Many businesses are stepping up their efforts to create strong digital marketing campaigns in today’s smartphone-dominated world. Modern consumers not only have a mobile device accessible all the time, but they have also increasingly come to rely on the internet and social media for product information and consumer reviews, making it vital for any business to establish an online presence. But traditional marketing methods can still be effective and shouldn’t be so readily dismissed.
As you go about planning your marketing strategy for your business, here are some ways you can use digital and traditional marketing to complement or even synergize each other.
An essential part of creating awareness for your brand, or an event where you’re prominently featured, is writing and publishing content. This can range from storytelling – showcasing the origins of your company or product – to technical and informative pieces.

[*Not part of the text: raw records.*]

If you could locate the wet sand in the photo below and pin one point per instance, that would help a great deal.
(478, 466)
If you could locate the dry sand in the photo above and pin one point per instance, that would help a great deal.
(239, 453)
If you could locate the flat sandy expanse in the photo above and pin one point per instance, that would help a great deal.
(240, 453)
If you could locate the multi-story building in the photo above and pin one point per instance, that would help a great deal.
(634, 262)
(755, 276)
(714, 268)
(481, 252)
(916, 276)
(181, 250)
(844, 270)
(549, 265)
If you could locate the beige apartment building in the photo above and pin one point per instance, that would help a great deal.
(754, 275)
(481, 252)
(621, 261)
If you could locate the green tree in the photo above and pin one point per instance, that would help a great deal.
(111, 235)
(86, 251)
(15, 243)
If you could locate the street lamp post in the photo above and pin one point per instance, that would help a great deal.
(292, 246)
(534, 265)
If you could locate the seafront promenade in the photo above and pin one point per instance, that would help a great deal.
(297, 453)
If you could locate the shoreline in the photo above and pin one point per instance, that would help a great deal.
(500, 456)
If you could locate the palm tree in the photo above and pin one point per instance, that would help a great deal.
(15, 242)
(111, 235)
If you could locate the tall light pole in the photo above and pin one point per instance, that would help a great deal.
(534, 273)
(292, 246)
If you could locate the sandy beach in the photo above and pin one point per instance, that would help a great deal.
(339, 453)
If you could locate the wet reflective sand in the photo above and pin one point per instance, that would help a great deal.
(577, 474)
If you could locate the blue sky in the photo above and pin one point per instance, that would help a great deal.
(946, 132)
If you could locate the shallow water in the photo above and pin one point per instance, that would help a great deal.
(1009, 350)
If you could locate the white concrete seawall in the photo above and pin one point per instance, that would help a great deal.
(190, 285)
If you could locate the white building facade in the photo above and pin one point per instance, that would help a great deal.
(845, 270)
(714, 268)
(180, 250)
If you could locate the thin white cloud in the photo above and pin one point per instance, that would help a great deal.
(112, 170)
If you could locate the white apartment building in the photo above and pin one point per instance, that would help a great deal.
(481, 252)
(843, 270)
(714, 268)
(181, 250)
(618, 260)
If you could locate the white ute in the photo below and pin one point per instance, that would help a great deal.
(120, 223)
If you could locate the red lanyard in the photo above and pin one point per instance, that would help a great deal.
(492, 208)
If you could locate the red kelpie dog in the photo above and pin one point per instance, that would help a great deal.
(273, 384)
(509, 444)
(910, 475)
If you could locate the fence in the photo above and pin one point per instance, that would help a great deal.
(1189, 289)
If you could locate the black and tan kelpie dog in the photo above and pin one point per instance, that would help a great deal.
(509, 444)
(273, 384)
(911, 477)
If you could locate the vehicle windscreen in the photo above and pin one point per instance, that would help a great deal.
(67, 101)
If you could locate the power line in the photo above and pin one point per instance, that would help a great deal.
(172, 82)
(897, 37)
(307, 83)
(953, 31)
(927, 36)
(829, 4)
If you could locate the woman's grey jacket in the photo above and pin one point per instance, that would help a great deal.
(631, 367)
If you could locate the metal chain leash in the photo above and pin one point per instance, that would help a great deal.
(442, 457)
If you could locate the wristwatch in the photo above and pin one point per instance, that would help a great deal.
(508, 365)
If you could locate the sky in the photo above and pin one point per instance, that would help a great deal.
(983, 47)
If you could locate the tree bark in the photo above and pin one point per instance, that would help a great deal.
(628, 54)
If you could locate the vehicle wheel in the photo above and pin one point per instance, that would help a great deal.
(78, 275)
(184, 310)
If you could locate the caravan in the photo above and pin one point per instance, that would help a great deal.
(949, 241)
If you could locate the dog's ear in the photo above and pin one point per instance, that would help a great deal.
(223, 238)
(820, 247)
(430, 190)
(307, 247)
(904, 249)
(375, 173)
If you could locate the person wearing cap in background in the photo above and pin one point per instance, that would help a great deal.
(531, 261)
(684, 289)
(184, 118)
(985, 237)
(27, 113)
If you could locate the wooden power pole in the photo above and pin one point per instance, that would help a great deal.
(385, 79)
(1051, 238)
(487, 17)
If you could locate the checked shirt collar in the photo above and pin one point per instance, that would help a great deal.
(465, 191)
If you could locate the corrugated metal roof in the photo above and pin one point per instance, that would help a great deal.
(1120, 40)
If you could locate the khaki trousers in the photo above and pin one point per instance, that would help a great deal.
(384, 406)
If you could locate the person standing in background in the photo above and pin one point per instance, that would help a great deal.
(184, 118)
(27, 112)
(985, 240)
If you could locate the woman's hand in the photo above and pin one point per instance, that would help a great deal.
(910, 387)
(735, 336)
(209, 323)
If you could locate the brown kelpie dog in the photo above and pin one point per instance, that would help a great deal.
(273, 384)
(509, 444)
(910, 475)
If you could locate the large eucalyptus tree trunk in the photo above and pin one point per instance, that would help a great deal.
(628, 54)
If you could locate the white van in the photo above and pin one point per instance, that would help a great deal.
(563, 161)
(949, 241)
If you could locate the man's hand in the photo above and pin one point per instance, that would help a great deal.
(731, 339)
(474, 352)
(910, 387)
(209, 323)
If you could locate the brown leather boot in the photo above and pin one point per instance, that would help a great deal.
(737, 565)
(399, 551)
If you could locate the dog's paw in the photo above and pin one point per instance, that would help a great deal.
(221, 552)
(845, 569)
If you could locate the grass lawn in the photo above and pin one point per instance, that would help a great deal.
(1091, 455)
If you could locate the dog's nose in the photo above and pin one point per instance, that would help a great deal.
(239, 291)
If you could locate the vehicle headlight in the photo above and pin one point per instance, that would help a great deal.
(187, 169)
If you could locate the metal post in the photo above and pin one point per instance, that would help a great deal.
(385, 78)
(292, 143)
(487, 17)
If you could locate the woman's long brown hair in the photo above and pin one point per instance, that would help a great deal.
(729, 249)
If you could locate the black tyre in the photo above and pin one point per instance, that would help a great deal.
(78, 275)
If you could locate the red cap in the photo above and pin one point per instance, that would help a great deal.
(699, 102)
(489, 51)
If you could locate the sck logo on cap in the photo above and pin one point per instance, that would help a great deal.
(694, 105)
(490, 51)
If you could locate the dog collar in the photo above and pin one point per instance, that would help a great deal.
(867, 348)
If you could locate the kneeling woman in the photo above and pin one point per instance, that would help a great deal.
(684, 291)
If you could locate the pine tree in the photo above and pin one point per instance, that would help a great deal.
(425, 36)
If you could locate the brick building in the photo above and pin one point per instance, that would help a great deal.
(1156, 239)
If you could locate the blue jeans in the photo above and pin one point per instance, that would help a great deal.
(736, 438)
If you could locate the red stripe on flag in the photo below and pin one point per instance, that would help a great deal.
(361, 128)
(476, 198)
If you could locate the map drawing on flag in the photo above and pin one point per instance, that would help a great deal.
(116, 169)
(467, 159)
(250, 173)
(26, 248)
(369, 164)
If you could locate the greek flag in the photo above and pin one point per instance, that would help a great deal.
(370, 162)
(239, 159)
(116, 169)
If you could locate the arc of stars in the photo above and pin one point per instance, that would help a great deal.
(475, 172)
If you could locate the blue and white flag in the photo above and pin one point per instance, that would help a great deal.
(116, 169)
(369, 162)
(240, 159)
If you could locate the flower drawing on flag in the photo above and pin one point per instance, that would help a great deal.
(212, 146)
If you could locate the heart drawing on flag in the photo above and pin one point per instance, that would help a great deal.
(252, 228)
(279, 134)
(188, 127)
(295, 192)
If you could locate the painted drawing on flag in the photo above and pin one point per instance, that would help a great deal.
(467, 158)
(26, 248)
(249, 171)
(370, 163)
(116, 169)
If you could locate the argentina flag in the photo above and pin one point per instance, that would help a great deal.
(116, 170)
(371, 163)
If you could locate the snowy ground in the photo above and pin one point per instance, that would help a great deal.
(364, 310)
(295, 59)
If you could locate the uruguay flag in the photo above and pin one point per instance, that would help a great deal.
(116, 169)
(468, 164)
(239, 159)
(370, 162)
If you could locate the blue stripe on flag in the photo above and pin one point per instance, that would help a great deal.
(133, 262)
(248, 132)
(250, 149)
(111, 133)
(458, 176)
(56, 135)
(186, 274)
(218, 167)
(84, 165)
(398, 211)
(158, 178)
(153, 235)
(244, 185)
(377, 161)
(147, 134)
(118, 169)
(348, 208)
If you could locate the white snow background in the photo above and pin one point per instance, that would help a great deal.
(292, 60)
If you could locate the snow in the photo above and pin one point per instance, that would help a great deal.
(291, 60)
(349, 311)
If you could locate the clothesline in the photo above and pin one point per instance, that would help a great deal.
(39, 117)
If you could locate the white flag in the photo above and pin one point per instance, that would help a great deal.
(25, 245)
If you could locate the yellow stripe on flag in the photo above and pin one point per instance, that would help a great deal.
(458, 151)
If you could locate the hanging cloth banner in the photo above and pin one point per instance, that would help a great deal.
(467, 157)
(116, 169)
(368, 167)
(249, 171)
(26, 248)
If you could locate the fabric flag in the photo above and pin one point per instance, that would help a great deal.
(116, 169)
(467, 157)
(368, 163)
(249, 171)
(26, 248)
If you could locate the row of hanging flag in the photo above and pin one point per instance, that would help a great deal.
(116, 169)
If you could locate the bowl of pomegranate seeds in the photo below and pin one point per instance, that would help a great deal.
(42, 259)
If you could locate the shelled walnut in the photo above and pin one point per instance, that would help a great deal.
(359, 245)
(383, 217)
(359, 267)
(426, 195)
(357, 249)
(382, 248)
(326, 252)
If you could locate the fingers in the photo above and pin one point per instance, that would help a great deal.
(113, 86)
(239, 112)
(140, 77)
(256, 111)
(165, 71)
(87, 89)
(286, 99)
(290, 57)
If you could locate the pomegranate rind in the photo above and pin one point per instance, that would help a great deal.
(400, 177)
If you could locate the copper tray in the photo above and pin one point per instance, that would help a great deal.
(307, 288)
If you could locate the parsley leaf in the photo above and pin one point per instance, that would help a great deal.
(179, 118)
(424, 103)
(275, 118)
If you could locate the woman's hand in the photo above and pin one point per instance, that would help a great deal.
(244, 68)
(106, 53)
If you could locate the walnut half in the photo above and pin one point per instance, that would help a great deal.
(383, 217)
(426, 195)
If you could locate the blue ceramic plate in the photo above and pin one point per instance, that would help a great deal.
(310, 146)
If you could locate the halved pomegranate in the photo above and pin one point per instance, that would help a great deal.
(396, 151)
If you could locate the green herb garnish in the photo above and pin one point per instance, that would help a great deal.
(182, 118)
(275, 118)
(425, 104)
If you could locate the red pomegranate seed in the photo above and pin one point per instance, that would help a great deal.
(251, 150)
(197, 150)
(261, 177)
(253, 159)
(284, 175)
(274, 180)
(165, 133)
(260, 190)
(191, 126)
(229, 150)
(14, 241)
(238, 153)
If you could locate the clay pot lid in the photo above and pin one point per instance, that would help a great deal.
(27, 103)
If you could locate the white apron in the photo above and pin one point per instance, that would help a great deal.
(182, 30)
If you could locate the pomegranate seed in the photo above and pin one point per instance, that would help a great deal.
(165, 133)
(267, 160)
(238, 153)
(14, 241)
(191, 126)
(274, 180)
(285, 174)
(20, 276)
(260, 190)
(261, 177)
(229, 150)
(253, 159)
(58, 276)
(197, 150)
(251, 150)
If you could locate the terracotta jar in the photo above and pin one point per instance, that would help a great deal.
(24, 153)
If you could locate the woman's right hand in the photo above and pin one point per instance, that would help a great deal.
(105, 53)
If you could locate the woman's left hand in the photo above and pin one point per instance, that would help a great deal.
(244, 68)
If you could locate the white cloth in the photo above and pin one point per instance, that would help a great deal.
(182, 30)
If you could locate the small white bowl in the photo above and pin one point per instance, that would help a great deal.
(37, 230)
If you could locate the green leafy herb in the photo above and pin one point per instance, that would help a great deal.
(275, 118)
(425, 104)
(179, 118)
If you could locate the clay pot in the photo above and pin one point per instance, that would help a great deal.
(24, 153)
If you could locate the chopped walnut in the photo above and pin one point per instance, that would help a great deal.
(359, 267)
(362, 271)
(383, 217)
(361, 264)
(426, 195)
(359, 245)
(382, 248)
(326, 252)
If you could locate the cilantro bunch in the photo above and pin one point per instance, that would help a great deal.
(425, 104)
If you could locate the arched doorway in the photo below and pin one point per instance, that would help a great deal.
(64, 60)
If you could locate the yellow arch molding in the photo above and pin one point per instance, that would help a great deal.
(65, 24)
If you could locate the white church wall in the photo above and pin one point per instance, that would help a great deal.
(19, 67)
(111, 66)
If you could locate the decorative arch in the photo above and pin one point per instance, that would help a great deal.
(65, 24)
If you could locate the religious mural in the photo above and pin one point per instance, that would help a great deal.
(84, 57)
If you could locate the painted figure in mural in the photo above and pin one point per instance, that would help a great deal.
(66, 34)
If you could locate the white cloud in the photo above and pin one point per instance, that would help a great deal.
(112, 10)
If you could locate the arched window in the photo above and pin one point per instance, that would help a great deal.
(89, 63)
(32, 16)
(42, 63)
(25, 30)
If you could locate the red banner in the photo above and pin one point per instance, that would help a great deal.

The great thing about written content is that it can be easily adapted and optimized to work within both traditional and digital marketing strategies. Articles can be run in newspapers, and other print publications whose advertising space rates have gone down in recent years, giving you considerable print space and access to a largely offline demographic. Those same articles can be edited for online posting and drive traffic to your website, improving its search engine ranking and bringing in more leads. Hiring an expert SEO company can maximize your return on investment (ROI) in this area.
Many magazines have struggled to stay in print over the years, and some have gone at least partly online – again, to reach the ever-expanding digital audience. However, the surviving publications continue to thrive by cornering their respective niche audiences. Magazines targeting hobbies or lifestyle, such as luxury automobiles, present an opportunity for your business to gain exposure across a specific readership that might not otherwise be engaged online.
If you’re working on your digital marketing strategy, one essential consideration is geotargeting. Most small-to-medium-sized enterprises (SMEs) don’t have a global reach, and unfocused digital marketing efforts result in wasted clicks from consumers that wouldn’t ever convert. By geotargeting, you narrow down your relevance to areas you serve, leading to better conversion rates and overall efficient ROI.
Given the number of consumers who are ‘cutting the cord’ and opting out of traditional cable subscriptions, the reach of TV advertising isn’t the same as before – and prices are down. Still, a lot of people continue to watch certain shows. You can turn this into an opportunity by taking out ads that hit your target location – for example, during broadcasts of a local sports team.
One area of overlap between both marketing strategies is in their use of media, such as video. You can produce videos for your website’s homepage and individual product details, and these can be repurposed for use in your social media accounts, or short TV ads.
You may have heard of the Pareto principle in business: 20 percent of your input accounts for 80 percent of your results. The numbers aren’t exact; they don’t need to be, and the concept can be applied to various situations. It’s up to you to figure out whether it’s worth the extra effort to reach that additional 20 percent of results – and how you go about it. If you want to go all-in on social media marketing, for example, pay heed to the warning of Pepsi. Clearly, at this point, the extra reach provided by traditional marketing might be small, but it can still make an important difference in your company’s success.